Police are investigating a man who claims the 25 pounds of marijuana stolen from his home over the weekend were legally grown in the city, officials said Wednesday.

Newport Beach police would not identify the man because, at this point, he's considered the victim of a residential burglary.

At about 4:40 p.m. Sunday, a resident in the 20000 block of Spruce Avenue in Santa Ana Heights called police saying they were witnessing two men breaking into a neighbor's home.

The men used a hammer to break open the glass on the front door and get inside, said Sgt. Steve Burdette.

Witnesses reported the men carried out cardboard boxes and loaded them into their car before driving off. Officers searched the area and found the men on the freeway, arresting them on the 17th Street exit off the Costa Mesa (55) Freeway in Santa Ana, Burdette said.

Burdette said the boxes were packed with marijuana, about $50,000 worth, according to the owner.
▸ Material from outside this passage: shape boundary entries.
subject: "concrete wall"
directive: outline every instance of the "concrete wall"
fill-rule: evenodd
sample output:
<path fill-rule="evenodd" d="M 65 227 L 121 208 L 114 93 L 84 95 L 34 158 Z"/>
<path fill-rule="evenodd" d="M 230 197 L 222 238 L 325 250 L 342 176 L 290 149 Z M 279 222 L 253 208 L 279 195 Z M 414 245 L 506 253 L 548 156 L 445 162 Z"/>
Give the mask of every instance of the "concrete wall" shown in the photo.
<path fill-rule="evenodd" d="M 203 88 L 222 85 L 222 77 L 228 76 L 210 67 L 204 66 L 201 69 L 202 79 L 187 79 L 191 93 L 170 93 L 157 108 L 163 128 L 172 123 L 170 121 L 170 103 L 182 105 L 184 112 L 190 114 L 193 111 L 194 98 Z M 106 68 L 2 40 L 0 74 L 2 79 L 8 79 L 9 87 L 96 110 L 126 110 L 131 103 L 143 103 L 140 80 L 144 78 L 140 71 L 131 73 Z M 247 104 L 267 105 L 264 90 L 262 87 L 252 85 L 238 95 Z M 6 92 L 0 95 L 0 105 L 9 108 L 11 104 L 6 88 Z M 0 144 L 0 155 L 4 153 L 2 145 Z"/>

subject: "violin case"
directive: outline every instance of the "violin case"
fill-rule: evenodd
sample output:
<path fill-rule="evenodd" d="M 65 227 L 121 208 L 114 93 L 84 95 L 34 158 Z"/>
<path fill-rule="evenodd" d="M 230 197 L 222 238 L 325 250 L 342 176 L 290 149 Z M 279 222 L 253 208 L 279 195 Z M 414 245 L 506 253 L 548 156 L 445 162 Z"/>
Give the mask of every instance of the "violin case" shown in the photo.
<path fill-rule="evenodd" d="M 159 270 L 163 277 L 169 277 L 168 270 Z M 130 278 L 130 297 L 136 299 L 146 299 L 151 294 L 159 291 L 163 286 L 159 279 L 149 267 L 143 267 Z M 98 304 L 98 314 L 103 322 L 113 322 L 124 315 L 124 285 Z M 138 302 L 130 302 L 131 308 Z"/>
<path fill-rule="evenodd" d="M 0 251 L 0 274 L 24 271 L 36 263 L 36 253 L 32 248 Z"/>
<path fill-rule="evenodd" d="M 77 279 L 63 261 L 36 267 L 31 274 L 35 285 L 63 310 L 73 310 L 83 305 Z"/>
The homeowner told police he has some kind of permit that allows him to grow marijuana.

Newport Beach does not have any kind of licenses or permits that allow for people to grow marijuana here, said City Atty. David Hunt.

He speculated the man was referring to a marijuana prescription that allows some people to smoke it.

"One would think 25 pounds would be more than one needs for personal use," Hunt added.

While police continue to investigate the homeowner and his drugs, the two men accused of stealing it from him are scheduled to be in court next week.

Gary Alexander Turcios, 33, of Stanton, and Scott Matthew Bancroft, 34, of Yorba Linda, are charged with residential burglary and transportation and sale of marijuana.

Turcios faces several enhancements for having several previous drug- and weapons-related felony convictions and for being out on bail pending another felony case.

Both men have pleaded not guilty and are scheduled to be in court for a pretrial hearing Feb. 17.

*hxxp://tinyurl.com/5taagsm*


----------



## nova564t (Feb 12, 2011)

Something tells me that homeowner is gonna end up in jail too.:cop:


----------



## Budders Keeper (Feb 12, 2011)

> Newport Beach does not have any kind of licenses or permits that allow for people to grow marijuana here, said City Atty. David Hunt.
> 
> He speculated the man was referring to a marijuana prescription that allows some people to smoke it.


Ah, excuse me Mr. Hunt...But I thought attorney's were supposed to know the law.

That "prescription" which is actually a "recommendation" also allows the cultivation of marijuana in certain #'s.


----------



## Dr.Autoflower (Feb 12, 2011)

i bet his name is Mike Hunt ahahahahhhhhh lol


----------



## ozzydiodude (Feb 12, 2011)

:confused2: 25lbs ain't that just a months supply 
I roll big joints


----------